Part of Advances in Neural Information Processing Systems 35 (NeurIPS 2022) Main Conference Track
Adam Block, Max Simchowitz
Due to the drastic gap in complexity between sequential and batch statistical learning, recent work has studied a smoothed sequential learning setting, where Nature is constrained to select contexts with density bounded by $1/\sigma$ with respect to a known measure $\mu$. Unfortunately, for some function classes, there is an exponential gap between the statistically optimal regret and that which can be achieved efficiently. In this paper, we give a computationally efficient algorithm that is the first to enjoy the statistically optimal $\log(T/\sigma)$ regret for realizable $K$-wise linear classification. We extend our results to settings where the true classifier is linear in an over-parameterized polynomial featurization of the contexts, as well as to a realizable piecewise-regression setting assuming access to an appropriate ERM oracle.
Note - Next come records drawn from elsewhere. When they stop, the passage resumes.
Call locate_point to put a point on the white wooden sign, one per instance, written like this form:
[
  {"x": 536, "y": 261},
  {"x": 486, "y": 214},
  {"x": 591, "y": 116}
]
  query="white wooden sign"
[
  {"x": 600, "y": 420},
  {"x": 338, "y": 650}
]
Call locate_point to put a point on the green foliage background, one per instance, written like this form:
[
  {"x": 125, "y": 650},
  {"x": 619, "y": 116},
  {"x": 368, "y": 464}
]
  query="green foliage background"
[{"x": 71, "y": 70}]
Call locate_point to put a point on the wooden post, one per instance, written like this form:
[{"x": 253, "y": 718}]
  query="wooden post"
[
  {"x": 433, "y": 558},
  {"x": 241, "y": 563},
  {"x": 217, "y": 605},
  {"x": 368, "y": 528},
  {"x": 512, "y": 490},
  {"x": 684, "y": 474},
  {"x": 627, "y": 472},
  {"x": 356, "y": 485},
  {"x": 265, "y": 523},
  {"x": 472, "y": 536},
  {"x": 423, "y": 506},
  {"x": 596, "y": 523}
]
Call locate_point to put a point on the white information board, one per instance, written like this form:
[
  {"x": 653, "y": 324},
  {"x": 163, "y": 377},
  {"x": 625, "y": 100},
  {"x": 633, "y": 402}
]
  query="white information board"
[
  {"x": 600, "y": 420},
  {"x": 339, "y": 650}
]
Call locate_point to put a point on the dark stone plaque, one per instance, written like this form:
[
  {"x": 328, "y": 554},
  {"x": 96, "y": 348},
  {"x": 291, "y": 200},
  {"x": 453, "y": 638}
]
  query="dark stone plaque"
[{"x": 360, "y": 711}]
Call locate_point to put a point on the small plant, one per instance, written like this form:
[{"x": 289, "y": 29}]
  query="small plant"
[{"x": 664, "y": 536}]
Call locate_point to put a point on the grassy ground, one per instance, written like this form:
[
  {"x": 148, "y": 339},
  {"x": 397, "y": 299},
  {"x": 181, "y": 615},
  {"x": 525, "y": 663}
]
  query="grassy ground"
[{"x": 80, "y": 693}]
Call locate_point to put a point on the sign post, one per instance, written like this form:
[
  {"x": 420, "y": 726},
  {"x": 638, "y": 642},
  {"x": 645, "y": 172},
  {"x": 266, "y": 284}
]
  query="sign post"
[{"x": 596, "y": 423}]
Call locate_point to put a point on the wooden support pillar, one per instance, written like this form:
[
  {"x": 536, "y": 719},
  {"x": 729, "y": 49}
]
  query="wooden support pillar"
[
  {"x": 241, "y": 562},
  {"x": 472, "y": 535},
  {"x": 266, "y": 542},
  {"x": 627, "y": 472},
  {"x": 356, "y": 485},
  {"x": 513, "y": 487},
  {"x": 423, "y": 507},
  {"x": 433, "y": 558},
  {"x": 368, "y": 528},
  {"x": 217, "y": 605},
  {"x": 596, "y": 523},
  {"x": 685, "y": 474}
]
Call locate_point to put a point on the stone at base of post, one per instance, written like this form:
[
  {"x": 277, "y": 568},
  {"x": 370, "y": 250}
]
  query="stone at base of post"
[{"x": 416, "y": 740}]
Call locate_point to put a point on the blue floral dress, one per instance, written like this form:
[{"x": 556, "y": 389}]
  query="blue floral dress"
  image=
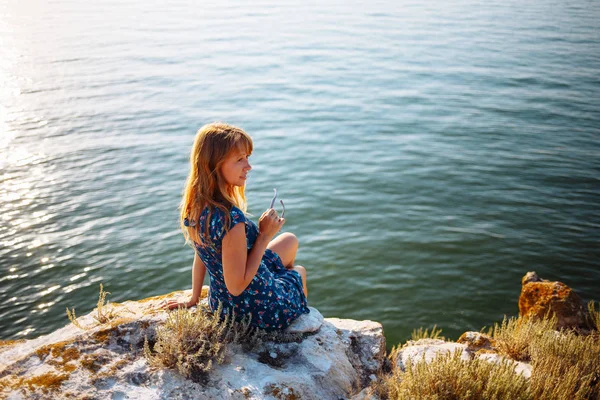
[{"x": 274, "y": 297}]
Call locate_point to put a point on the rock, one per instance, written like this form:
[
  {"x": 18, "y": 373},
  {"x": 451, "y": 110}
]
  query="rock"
[
  {"x": 427, "y": 349},
  {"x": 337, "y": 359},
  {"x": 531, "y": 276},
  {"x": 539, "y": 297},
  {"x": 307, "y": 323},
  {"x": 477, "y": 341}
]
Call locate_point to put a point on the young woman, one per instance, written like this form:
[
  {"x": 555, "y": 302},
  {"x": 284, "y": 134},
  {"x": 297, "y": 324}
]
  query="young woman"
[{"x": 251, "y": 271}]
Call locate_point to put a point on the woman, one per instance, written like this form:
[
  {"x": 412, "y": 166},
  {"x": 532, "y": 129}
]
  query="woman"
[{"x": 251, "y": 271}]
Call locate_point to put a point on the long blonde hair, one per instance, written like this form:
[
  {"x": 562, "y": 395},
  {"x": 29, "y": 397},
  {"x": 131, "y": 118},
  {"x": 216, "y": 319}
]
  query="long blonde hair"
[{"x": 205, "y": 186}]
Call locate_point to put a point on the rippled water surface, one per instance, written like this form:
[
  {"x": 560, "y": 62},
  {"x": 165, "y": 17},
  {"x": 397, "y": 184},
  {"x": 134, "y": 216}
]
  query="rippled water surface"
[{"x": 429, "y": 155}]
Somewhat surprisingly, standard disagreement-based analyses are insufficient to achieve regret logarithmic in $1/\sigma$. Instead, we develop a novel characterization of the geometry of the disagreement region induced by generalized linear classifiers. Along the way, we develop numerous technical tools of independent interest, including a general anti-concentration bound for the determinant of certain matrix averages.